Seri “SUPER” sebelumnya dirancang untuk menghadirkan konfigurasi memori yang lebih lega dibanding model standar. Rencana awal mencakup peningkatan kapasitas pada RTX 5070 SUPER hingga 18 GB, sementara RTX 5070 Ti SUPER dan RTX 5080 SUPER masing-masing diproyeksikan membawa 24 GB GDDR7. Dengan pembatalan ini, gamer diperkirakan akan bertahan dengan lini RTX 50 reguler, di tengah harga yang masih relatif tinggi.

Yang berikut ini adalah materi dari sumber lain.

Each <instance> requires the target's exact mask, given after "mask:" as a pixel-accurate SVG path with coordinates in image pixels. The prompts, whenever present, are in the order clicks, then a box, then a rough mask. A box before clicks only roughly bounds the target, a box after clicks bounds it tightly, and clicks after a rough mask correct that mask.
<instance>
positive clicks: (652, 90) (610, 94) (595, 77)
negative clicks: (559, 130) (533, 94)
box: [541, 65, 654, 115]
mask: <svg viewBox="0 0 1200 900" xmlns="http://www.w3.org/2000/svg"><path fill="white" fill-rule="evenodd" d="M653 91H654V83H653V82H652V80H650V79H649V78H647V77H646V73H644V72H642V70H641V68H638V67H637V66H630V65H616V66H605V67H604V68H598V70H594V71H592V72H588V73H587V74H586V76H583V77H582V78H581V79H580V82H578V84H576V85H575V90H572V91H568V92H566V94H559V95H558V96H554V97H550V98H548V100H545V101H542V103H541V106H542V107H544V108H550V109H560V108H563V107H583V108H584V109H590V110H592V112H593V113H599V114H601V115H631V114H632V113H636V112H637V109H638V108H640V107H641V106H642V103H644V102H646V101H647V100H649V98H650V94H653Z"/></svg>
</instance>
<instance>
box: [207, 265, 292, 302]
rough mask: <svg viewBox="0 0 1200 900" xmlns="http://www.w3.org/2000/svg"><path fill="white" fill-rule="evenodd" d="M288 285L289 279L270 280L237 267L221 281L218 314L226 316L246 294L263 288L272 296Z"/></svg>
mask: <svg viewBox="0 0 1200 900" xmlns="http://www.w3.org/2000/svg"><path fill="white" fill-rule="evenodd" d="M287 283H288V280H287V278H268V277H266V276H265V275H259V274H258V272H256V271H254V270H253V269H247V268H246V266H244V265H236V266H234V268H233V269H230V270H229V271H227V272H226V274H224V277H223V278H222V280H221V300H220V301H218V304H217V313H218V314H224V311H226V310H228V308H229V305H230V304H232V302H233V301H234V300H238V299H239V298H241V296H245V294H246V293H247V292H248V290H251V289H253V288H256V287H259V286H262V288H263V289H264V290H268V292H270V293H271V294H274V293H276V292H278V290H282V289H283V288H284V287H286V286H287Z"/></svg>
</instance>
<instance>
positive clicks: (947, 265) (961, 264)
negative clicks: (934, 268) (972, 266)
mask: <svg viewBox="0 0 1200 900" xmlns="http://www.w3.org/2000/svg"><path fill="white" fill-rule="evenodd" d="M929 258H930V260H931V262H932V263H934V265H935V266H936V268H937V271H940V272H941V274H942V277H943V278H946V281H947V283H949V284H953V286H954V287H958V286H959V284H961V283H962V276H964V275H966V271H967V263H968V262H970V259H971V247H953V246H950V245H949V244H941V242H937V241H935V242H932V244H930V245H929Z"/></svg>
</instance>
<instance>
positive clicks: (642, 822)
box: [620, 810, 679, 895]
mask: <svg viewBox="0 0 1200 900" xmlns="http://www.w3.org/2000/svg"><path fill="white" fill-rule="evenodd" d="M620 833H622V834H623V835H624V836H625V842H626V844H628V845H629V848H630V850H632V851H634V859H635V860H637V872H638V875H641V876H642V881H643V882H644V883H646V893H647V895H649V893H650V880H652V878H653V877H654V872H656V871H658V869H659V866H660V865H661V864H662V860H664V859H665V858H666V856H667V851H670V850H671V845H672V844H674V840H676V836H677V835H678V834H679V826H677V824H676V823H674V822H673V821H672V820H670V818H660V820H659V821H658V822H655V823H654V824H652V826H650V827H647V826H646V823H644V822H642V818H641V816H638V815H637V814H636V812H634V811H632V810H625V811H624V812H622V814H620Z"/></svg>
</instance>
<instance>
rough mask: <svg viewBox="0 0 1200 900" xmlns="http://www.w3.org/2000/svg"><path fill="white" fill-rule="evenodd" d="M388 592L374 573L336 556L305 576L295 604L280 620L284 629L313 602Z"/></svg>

Keterbatasan pasokan GDDR7 menjadi faktor kunci. Memori berkapasitas tinggi tersebut juga digunakan pada portofolio GPU AI NVIDIA, sehingga perusahaan memilih memprioritaskan produk-produk tersebut. Situasi pasokan ini melibatkan produsen memori besar seperti Samsung, Micron, dan SK hynix, yang kapasitas produksinya kini sangat diminati oleh sektor AI.
Tak hanya itu, roadmap internal NVIDIA juga menunjukkan pergeseran jadwal untuk RTX 60-Series “Rubin”. Generasi GPU konsumen berikutnya tersebut sebelumnya direncanakan memasuki produksi massal pada akhir 2027. Kini, jadwal tersebut berpotensi mundur lebih jauh apabila pasokan memori berkecepatan tinggi tidak dapat diamankan sesuai kebutuhan.
Bagi pasar gaming, kabar ini berarti absennya pembaruan “SUPER” dalam waktu dekat serta potensi penundaan lebih panjang untuk lonjakan generasi berikutnya. Sementara bagi NVIDIA, langkah ini mencerminkan fokus strategis pada AI sebagai pendorong pertumbuhan utama, meski harus mengorbankan kecepatan pembaruan di segmen GPU konsumen.